Non a caso Newman usa anche l’ipotesi della follia benigna per parlare di Kate, la protagonista del libro, un’originale che vive nella New York dell’anno Duemila di giorno ma di notte assume la personalità e il corpo di una donna controversa dell’epoca elisabettiana, una poetessa e musicista di origini italiane, tale Emilia che forse ha ispirato l’Ofelia di Shakespeare e che legandosi a Will dagli occhi tristi può condizionare il futuro dell’Occidente nell’altro mondo, quello che non vive.Kate ed Emilia, queste due versioni della stessa persona, separate dai secoli e dall’oceano, si innamorano quasi contestualmente, e mentre una si sottrae all’agire del suo presente l’altra sembra rafforzarsi e le colonizza la coscienza e la vita.
»«Dei suoi sogni vivi Kate parla solo con chi si fida, sperando che chi la ama – in questo caso un uomo di nome Ben, un cavaliere che fallisce varie prove – sappia farsi carico della sua missione, accogliendo un’anomalia che si è manifestata durante la sua pubertà. Le pagine in cui Newman descrive l’esordio dei sogni di Kate sono tenere e stupefacenti, oltre che strane: l’aggettivo strano ricorre almeno una trentina di volte nel romanzo, in tutta la sua maestosa stupidità carnale. A dodici anni, quando era all’American International School di Budapest, Kate giocava a sognare Albione, un mondo pieno di canti e alberi in fiore destinato a diventare talmente pervasivo da farle credere che in realtà svegliandosi avrebbe potuto cancellare tutta Budapest e gli abitanti del mondo reale.

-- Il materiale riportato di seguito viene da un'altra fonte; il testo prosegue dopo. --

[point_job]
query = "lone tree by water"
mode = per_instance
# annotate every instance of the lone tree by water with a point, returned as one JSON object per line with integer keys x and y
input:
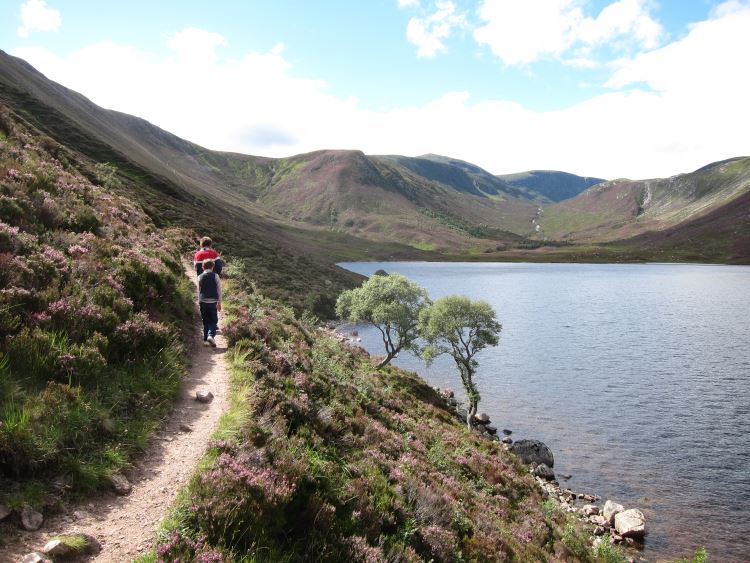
{"x": 392, "y": 304}
{"x": 461, "y": 328}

All’inizio riesce a coinvolgere le amiche in questo gioco, finché una “ragazza difficile” non le fa notare che sta bluffando e che Albione è solo una vecchia parola per dire Inghilterra. Con il passare del tempo si destano anche tutte le altre da quella cospirazione e Kate sperimenta una specie di solitudine.La bravura di Newman sta nel creare un incanto tale per cui mentre leggiamo desideriamo che questa ipotesi sia reale, che Albione si possa abitare, e torna la condizione solitaria propria di certi momenti dell’infanzia, in cui ci convinciamo di saper lievitare, di aver fatto salti altissimi o aver visto ufo, ma subentra subito la paura di essere presi in giro. Kate invece non ha paura, e la sua assenza di difese è spesso perturbante. Lo stesso si può dire dell’autrice: ha un che di euforico questo volontario rifiuto dei limiti del buon senso, e soprattutto mancava da tempo.
Durante la lettura, il pensiero va proprio lì: al modo in cui ci hanno deformato le storie di avventura e le fiabe nei nostri primi anni da lettori, a come tutto dopo si è presentato come tradimento e contenimento del mondo. Come si fa a recuperare quella dimensione senza affidarsi all’illustrazione o agli effetti speciali, o a trame dichiaratamente di fantascienza? Non è un caso se Kate nella vita non fa nulla, a parte disegnare un murales commissionatole da un amico. Graphic novel, romanzi sci-fi , e film come quelli di Christopher Nolan hanno preservato questa quarta dimensione, che però esiste e deve esistere anche in letteratura con gli strumenti interni al realismo, e propri del realismo.